娟子,半推半就,道:“先给您敲敲背,好吗?”
她是暗示客人:温柔一点。
“怎么?不给抠呵?不给抠,换个人!”醉鬼,一副“有钱还怕找不到人”的派头。
娟子,索性撩起短裙、扯下底裤。
真的把自己当成午夜皇后了?娟子,在心里骂自己。
午夜皇后。是客人们,早先调侃姐妹们的戏称。那时候,张姐还有生意,还没走。
你当你是什么人?娟子,在心里,还在跟自己过不去。
不就是辆公共汽车?
来,前门上,付钱……后门下;接着来,前门上,付钱……后门下;再接着来,前门上,付钱……后门下……如此而已。
不过,娟子还是摆脱不了,“又被强奸了”的感觉。
可,这又有什么办法呢?谁让你就是这么个命的呢?
好端端的一个厂子,七捣估、八捣估,就给整垮了……接着,就是倒闭、破产;而后,评估、清算。

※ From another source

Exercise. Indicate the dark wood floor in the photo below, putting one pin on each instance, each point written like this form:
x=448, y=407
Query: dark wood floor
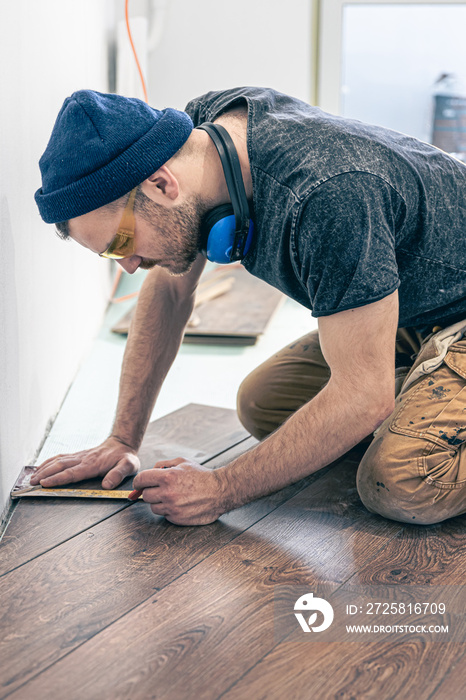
x=103, y=600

原先的厂长,三文不值二文,把厂子买了去;再利用各种关系,重新把厂子搞起来。摇身一变,厂长就成了老板。
明摆着:政策,被强奸了。
开始,娟子也跟着张姐她们,一起闹。可,闹又有什么用呢?
一切,已成必然,也只能顺应着。
不久,先生也下岗了。
都说:下岗,创业。
可,哪儿有那么容易的呢?
娟子,还梦着这噩梦。
……
眼瞅着,老太们跑不动了;娟子,有可能逃脱。
三个老太,又煽动起来:“同志们,加油呵!就是这个小卖B,勾引我们的老头子,把家里的钱都给骗光啦!追呵,不能让她跑掉!”
老太们,又都愤怒起来:“抓住这个小骚碧!”
“打死这个小溅碧!”
“捣死这个小卖碧!”
……
红衣老太鼓动道:“抓住她!揪她的碧毛!一根根地揪,全揪光!”
白衣老太咬牙切齿地喊:“抓住她!挖掉她的那块肉!”
黑衣老太恶狠狠地骂:“对,挖下来!切开她的碧心子,看看到底是什么肉做的!”
老太们,边追、边齐声高呼:“整死她!整死她!整死她!”
……
整整十年了,先生没有碰过她的身子。
娟子,自己也觉着:自己,脏。
“下岗女工不流泪,昂首走向夜总会;不靠企业靠社会,有吃有喝有小费;别说咱们没地位,厂长经理一起睡!”
娟子,喜欢这种洒脱;可,她自己不行,做不到。
先生,也做不到。
先生,曾经是个诗人,还受到过名家的称赞。那时,没下岗,厂子里效益也不错,有这个心情。
娟子觉着:先生什么都好,就一样--放不开。
娟子的先生,如今在看仓库、守夜。
唉,也不能全怪他呵!谁,天生就能放得开?
如今,都好个先吹、再做。
唉,吹就吹吧,咋办呢?心强,强不过命呵!
过去,娟子总觉着:嘴巴,是吃饭的家伙,咋可以派别的用场呢?
可,你不肯做,有人肯做;你觉着恶心,也有人不觉着恶心;你认为尊严被践踏了,还有人不觉着什么。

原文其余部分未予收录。